CM: I shot Nate a note of some themes we were going to hit on in the issue and asked him to put together an essay that captured those ideas. A few days later he filed a piece that was pretty spot on.

How challenging is it to present analytics to readers who might not be as familiar with the topic?
CM: It’s challenging because of the language that’s involved – lots of stats and names and math that don’t make it into the everyday sports conversation at the broadest levels. Although that is changing, you hear it on broadcasts and see it on SportsCenter. But at the end of the day, the numbers are just another way to tell a story. Once we are able to find that thread, the analytics supporting an idea are no different than talking about where someone is from or how they succeed.
MG: This is the third year for the Analytics Issue (and the second year I’ve helped produce it), and the fun part is that readers get more and more familiar with analytics every year. We felt comfortable creating the more advanced “Dark Matter” theme for this year’s issue because readers have been so receptive to our previous Analytics Issues. It was exciting to step things up a bit while still relying on the powerful storytelling and graphics that have made it a tentpole issue for The Mag.

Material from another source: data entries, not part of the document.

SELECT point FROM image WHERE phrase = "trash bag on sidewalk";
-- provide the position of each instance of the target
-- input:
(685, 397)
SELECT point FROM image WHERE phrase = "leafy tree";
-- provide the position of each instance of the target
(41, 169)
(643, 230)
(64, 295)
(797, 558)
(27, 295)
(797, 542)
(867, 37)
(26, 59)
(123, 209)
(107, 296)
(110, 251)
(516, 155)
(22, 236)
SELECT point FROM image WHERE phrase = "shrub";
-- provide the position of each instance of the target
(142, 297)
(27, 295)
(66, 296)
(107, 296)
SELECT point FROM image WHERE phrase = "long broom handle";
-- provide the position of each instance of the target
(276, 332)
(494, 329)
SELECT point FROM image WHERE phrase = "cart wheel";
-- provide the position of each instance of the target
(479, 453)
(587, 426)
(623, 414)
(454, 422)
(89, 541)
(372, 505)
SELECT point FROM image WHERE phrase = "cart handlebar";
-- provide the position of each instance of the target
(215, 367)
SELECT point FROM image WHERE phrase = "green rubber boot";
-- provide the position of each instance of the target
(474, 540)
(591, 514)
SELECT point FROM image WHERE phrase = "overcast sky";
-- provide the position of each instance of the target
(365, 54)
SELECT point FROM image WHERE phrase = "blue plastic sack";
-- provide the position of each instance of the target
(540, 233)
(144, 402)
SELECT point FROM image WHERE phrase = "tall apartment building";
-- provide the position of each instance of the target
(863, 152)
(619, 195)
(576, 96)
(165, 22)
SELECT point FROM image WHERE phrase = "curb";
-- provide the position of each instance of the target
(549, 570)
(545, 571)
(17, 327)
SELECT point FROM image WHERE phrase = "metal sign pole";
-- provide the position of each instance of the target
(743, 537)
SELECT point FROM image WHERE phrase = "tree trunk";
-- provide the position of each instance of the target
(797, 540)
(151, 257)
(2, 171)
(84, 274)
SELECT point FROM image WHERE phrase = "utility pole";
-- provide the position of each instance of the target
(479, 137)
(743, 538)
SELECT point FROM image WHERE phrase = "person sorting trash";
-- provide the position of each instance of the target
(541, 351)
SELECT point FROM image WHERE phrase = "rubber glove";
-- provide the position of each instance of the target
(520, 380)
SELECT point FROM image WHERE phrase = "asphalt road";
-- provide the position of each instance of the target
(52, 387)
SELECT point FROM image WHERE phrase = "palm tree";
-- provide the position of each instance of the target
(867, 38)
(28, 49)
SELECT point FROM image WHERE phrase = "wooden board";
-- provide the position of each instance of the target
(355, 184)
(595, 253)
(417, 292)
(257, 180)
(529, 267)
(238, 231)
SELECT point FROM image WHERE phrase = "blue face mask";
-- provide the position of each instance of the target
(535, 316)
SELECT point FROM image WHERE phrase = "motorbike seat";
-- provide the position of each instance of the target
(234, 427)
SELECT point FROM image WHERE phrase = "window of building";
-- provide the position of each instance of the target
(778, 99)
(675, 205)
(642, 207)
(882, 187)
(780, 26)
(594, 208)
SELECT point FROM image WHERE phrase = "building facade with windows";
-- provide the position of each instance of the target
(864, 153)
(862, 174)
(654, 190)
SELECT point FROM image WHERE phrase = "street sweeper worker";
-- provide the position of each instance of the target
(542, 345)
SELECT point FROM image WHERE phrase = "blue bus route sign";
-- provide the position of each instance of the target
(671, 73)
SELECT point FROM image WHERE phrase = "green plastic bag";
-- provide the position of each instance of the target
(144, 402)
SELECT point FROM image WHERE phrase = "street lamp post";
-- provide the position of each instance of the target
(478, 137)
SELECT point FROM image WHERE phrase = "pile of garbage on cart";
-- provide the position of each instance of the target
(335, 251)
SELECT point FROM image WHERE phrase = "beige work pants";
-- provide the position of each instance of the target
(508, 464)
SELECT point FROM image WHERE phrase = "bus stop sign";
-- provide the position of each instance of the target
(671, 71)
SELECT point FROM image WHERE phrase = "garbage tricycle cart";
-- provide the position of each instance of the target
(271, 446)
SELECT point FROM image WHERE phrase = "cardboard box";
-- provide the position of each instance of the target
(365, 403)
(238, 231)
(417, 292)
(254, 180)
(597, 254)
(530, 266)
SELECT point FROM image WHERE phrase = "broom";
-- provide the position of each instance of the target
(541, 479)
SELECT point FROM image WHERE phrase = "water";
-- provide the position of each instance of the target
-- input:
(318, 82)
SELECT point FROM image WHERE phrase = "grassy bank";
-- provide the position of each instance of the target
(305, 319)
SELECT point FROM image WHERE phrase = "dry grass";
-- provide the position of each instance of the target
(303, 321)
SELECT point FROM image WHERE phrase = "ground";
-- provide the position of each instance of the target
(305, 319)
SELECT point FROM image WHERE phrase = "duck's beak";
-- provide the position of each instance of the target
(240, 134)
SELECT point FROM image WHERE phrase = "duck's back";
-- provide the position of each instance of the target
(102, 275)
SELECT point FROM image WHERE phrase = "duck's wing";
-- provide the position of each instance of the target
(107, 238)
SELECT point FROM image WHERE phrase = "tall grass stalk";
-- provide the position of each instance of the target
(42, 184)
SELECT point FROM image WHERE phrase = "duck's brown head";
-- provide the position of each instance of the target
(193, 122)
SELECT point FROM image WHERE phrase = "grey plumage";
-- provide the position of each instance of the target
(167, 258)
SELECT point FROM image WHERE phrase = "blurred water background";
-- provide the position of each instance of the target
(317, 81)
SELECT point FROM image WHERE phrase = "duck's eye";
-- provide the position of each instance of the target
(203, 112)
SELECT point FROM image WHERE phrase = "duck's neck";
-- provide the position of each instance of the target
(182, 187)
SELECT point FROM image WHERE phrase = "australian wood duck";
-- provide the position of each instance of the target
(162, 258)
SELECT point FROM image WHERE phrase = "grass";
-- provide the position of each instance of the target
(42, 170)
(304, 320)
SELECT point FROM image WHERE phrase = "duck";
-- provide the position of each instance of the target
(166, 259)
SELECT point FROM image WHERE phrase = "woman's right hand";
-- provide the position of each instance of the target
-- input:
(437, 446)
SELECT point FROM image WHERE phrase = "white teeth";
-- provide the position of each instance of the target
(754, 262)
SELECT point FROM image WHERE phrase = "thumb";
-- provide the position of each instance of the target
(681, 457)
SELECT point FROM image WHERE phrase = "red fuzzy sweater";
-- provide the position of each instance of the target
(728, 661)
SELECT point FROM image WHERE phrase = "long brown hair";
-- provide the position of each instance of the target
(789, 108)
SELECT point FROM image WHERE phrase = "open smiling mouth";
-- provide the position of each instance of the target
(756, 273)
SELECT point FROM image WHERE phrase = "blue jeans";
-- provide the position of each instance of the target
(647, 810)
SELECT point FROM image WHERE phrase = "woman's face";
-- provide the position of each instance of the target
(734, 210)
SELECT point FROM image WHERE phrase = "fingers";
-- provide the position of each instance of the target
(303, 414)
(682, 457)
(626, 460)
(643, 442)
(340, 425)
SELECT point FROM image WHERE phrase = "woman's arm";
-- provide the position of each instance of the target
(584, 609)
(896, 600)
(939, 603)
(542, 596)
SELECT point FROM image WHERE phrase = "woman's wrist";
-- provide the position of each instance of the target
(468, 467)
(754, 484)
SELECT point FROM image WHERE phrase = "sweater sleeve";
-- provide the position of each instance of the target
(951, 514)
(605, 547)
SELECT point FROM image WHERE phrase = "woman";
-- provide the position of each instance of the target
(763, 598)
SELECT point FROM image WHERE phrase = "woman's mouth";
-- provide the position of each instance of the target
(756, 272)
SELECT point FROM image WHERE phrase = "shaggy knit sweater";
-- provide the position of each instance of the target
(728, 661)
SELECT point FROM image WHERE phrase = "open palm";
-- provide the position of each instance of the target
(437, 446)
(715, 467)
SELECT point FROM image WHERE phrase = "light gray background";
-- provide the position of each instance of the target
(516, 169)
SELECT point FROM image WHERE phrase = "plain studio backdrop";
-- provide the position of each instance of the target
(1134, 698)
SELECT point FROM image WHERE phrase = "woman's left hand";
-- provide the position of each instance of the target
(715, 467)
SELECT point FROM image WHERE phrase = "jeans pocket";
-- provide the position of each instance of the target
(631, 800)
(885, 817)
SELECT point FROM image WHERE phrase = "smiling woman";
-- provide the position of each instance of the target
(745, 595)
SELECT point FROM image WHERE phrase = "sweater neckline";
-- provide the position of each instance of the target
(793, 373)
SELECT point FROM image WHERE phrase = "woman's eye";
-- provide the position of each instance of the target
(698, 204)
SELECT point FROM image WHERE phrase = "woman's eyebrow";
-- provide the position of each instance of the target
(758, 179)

What does working with Nate Silver and FiveThirtyEight mean to ESPN?
CM: Nate is great and has proven he has an ability to translate complex ideas into something we all understand. And that’s an invaluable skill. But I’ve been even more impressed with the team he’s gathered. What they’re trying to do is hard, but they’re amazingly thoughtful about the content they want to produce and the people who will be doing it. That’s powerful for the rest of ESPN.
MG: I’d just add that it’s so exciting for us to be able to work with a team of people who are pushing sports analytics to a whole new level. We were so thrilled to have Nate in the issue, and we can’t wait to work with [FiveThirtyEight] more going forward.